The 165-page report was released on 3 August. The investigation found: “The Governor sexually harassed a number of current and former New York State employees by, among other things, engaging in unwelcome and non-consensual touching, as well as making numerous offensive comments of a suggestive and sexual nature that created a hostile work environment for women.” It would ultimately lead to Mr Cuomo’s resignation, ending his 10-year run as governor, bringing down one of the most prominent Democrats in America, and devastating a family political legacy that stretched over almost 50 years.
The report concludes by updating what Boylan plans for pursuing accountability from the Cuomo administration officials who engaged in the unlawful retaliation:
“What I will focus future legal action on is the retaliation,” Ms Boylan says. “Because that is how I can affect the most change. I want to focus on accountability. There’s been some accountability, [but] not nearly enough, not for me and not nearly enough for too many women. The retaliation is what prevents women from coming forward because they’re going to remember that I was smeared.”

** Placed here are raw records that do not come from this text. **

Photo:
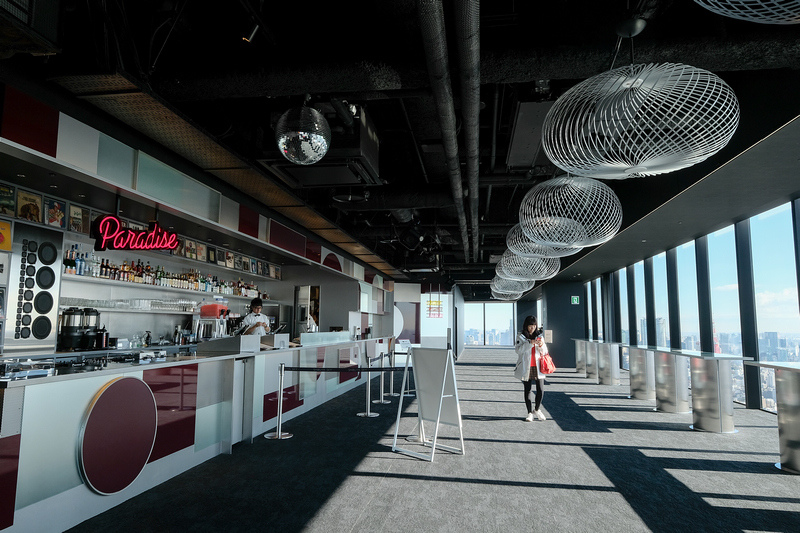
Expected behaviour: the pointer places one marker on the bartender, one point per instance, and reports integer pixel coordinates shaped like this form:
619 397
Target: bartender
255 323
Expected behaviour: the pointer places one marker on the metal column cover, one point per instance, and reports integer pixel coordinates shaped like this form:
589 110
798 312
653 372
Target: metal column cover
712 395
672 387
608 363
787 390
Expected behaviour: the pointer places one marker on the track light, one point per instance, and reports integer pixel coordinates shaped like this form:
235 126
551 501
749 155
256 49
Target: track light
252 35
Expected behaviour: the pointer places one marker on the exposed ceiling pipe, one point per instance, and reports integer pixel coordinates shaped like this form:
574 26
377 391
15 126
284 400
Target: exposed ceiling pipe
431 21
469 51
393 198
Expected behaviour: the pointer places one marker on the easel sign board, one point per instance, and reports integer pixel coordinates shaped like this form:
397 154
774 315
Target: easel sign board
437 398
430 371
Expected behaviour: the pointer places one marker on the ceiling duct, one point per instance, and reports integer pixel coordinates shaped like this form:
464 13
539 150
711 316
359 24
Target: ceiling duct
352 159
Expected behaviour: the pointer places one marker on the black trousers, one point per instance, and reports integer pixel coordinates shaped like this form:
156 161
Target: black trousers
539 393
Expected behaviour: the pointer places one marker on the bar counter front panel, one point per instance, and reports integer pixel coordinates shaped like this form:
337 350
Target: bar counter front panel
199 416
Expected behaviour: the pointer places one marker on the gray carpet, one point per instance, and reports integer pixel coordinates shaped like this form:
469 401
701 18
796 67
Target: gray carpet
601 462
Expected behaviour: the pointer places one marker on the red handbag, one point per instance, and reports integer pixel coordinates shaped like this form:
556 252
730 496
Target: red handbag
546 365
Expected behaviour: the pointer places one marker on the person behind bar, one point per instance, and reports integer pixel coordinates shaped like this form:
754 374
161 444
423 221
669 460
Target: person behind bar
255 323
529 347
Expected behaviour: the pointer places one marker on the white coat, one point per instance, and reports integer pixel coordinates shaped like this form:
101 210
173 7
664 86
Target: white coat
523 348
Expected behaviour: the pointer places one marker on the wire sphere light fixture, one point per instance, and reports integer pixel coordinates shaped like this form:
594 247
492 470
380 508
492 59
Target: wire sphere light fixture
761 11
303 135
640 120
570 211
513 267
520 244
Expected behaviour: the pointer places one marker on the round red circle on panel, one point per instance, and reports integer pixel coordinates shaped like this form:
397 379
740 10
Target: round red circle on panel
118 434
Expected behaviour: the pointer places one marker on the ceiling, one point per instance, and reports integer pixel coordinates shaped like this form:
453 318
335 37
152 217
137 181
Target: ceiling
436 121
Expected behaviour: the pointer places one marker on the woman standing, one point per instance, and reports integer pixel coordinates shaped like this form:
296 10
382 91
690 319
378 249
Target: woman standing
530 347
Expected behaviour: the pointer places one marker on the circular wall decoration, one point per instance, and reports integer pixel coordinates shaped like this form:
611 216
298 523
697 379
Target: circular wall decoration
640 120
570 211
761 11
117 435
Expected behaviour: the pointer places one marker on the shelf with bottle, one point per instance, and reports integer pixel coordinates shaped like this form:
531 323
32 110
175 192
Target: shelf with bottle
88 267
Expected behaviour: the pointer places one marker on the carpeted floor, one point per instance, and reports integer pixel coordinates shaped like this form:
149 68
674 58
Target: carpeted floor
601 462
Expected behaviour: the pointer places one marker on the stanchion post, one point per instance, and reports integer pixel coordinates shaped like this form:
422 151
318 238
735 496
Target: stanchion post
368 413
391 376
278 434
381 394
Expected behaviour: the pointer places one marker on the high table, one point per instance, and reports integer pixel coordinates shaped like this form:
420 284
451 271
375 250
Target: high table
642 373
712 389
787 396
672 380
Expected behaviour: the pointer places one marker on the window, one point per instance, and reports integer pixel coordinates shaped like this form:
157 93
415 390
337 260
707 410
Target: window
775 282
641 308
473 324
589 314
623 314
687 296
489 324
725 302
661 300
599 309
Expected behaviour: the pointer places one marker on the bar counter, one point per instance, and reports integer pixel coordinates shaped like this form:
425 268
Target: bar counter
67 449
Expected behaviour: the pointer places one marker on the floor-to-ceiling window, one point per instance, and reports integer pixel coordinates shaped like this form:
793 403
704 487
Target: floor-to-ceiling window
641 308
489 324
725 302
599 309
661 301
687 296
624 325
775 280
589 308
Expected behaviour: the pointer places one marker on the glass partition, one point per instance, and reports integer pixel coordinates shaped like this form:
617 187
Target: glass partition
725 302
687 297
775 280
661 300
641 308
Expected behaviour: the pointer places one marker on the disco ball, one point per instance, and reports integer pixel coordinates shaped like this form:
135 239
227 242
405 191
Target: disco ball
303 135
761 11
640 120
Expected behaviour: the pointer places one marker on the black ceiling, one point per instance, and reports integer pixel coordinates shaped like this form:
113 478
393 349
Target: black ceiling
370 55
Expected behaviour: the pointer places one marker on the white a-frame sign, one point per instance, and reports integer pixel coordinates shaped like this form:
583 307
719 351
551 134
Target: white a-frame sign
437 398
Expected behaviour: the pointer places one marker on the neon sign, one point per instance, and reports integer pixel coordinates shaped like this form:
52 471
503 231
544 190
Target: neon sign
108 233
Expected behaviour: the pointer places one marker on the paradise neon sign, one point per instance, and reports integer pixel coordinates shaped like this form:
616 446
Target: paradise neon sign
108 233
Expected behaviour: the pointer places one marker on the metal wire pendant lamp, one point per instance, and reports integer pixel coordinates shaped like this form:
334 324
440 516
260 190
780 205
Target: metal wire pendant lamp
520 244
761 11
509 285
640 120
513 267
303 135
570 211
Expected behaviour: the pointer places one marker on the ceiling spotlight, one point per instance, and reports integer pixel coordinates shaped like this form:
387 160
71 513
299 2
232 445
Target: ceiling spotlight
252 35
303 135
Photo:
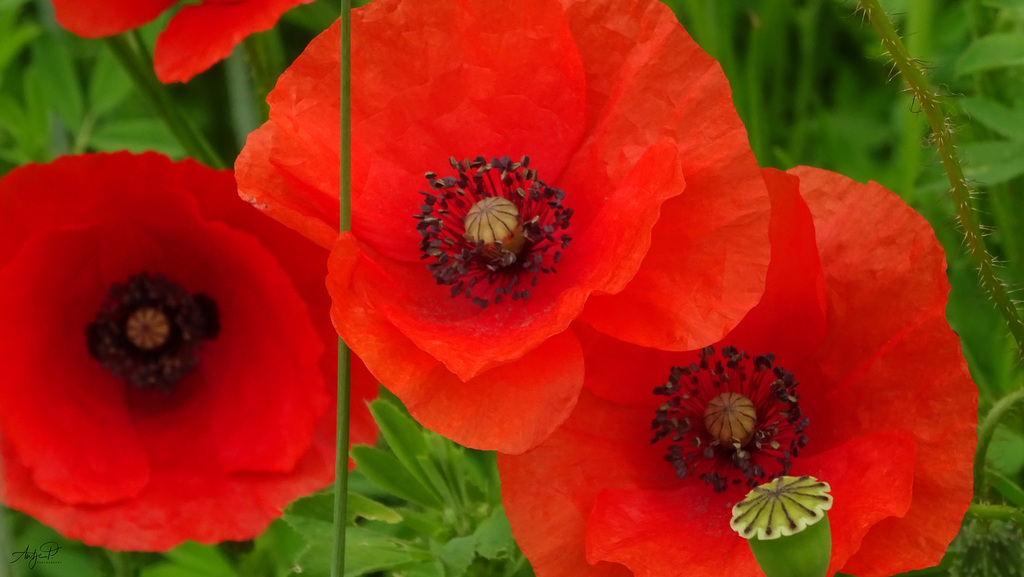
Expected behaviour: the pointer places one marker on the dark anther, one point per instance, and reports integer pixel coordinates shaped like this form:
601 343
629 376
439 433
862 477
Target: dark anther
148 331
726 422
495 221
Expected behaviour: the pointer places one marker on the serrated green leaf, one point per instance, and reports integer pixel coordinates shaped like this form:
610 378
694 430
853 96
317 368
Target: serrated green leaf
367 551
404 437
321 507
992 51
494 536
1012 4
1006 453
365 507
999 119
1006 486
993 162
318 506
457 554
56 73
388 474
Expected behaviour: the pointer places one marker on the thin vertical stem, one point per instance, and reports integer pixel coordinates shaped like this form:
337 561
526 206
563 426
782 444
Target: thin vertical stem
943 132
344 379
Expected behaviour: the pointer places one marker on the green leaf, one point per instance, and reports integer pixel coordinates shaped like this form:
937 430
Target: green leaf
494 536
999 119
1006 453
365 507
404 438
457 554
56 73
993 162
136 134
367 551
13 41
1006 486
321 507
190 560
388 474
1012 4
992 51
109 86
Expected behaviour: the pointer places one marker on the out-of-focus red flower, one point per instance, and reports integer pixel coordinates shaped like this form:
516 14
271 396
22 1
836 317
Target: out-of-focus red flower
641 199
199 35
869 362
166 359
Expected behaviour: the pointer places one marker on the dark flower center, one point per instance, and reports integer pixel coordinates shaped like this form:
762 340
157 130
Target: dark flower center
148 331
730 423
491 230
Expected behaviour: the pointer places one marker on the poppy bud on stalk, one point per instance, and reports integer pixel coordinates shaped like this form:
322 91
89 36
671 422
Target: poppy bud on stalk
780 521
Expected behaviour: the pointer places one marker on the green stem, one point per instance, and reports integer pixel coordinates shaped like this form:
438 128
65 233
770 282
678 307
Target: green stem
943 133
130 53
261 65
1000 512
243 108
987 429
345 223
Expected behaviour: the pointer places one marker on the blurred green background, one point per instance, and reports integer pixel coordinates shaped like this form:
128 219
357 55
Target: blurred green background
810 81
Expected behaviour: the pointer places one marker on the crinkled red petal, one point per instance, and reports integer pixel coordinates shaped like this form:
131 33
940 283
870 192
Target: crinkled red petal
891 361
467 338
202 35
646 80
459 82
261 369
641 529
508 407
94 18
787 322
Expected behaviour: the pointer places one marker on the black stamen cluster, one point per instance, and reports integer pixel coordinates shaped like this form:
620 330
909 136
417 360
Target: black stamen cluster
461 262
193 319
689 389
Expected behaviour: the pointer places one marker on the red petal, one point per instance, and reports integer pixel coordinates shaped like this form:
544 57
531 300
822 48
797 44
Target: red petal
94 18
890 361
788 321
647 80
468 339
202 35
523 401
176 504
61 412
183 223
549 492
431 80
642 529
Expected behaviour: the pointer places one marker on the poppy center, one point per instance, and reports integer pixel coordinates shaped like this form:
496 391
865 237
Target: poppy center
489 231
148 331
730 421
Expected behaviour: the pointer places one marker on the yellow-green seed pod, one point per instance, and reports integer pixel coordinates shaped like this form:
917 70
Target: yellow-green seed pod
786 525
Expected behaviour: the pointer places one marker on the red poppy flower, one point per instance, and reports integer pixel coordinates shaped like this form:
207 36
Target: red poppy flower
199 35
166 359
875 398
641 198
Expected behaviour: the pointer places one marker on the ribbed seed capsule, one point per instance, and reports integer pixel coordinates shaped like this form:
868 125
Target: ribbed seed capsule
786 526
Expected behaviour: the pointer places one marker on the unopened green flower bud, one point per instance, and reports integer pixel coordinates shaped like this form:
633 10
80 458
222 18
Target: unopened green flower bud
785 524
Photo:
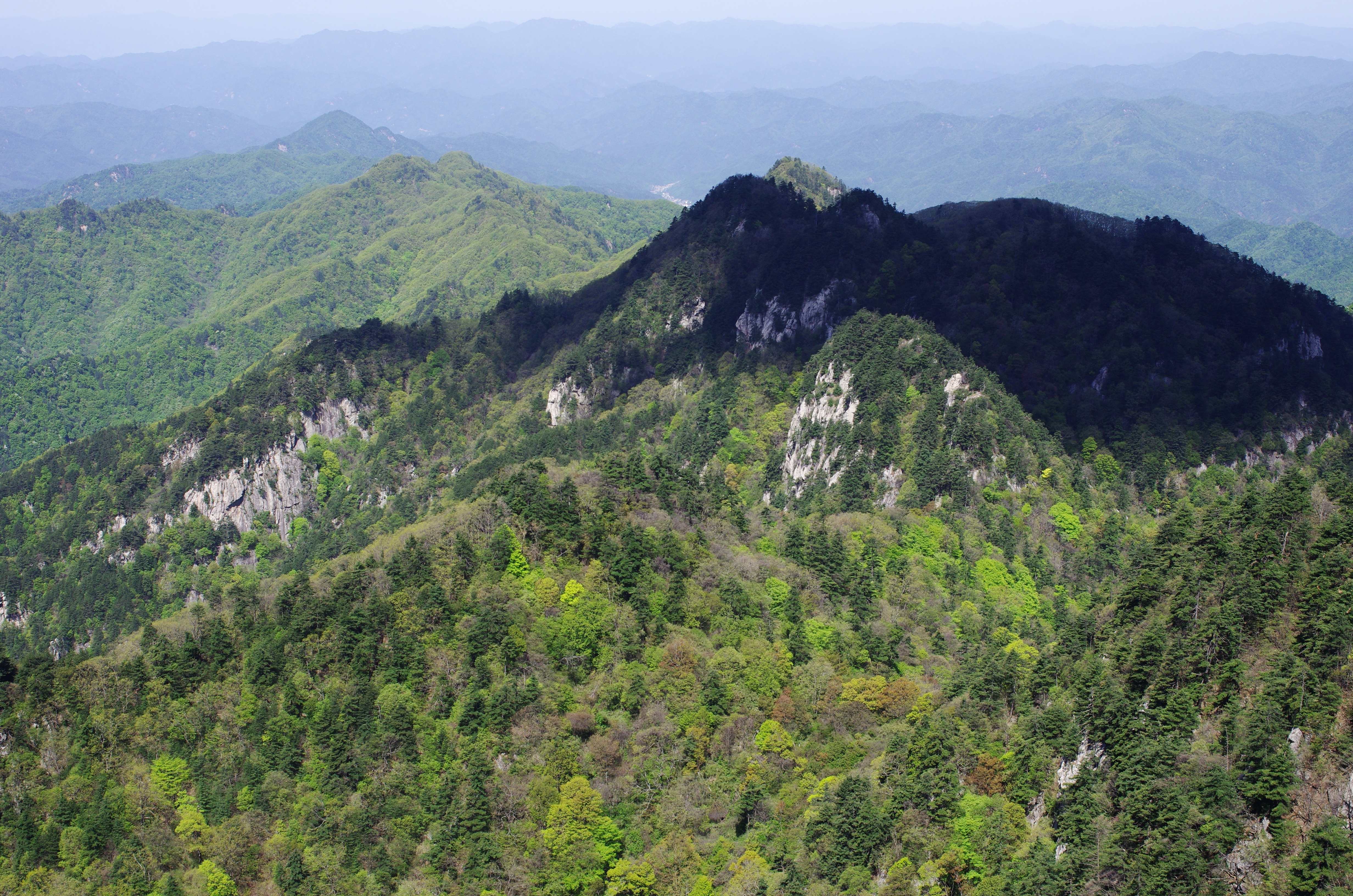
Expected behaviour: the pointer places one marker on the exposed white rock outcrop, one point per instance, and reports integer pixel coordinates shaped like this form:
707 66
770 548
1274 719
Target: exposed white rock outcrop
830 402
781 321
333 419
11 612
568 402
1068 772
272 484
689 317
114 527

“Right now, I want to spend a little bit of time processing. When you have a traumatic experience, like the whole experience has been, it robs you of the presence of mind to be in wonderful experiences. So I will spend time just being present with my daughter in a way that she deserves. And then I’ll fight again because that’s what we have to do.”
The toxic environment she descibes is also one that allowed the fundamental inhumanity of the Cuomo administration's deadly 25 March 2020 directive to be implemented at the cost of hundreds, if not thousands, of excess COVID deaths among New York nursing home residents without being challenged.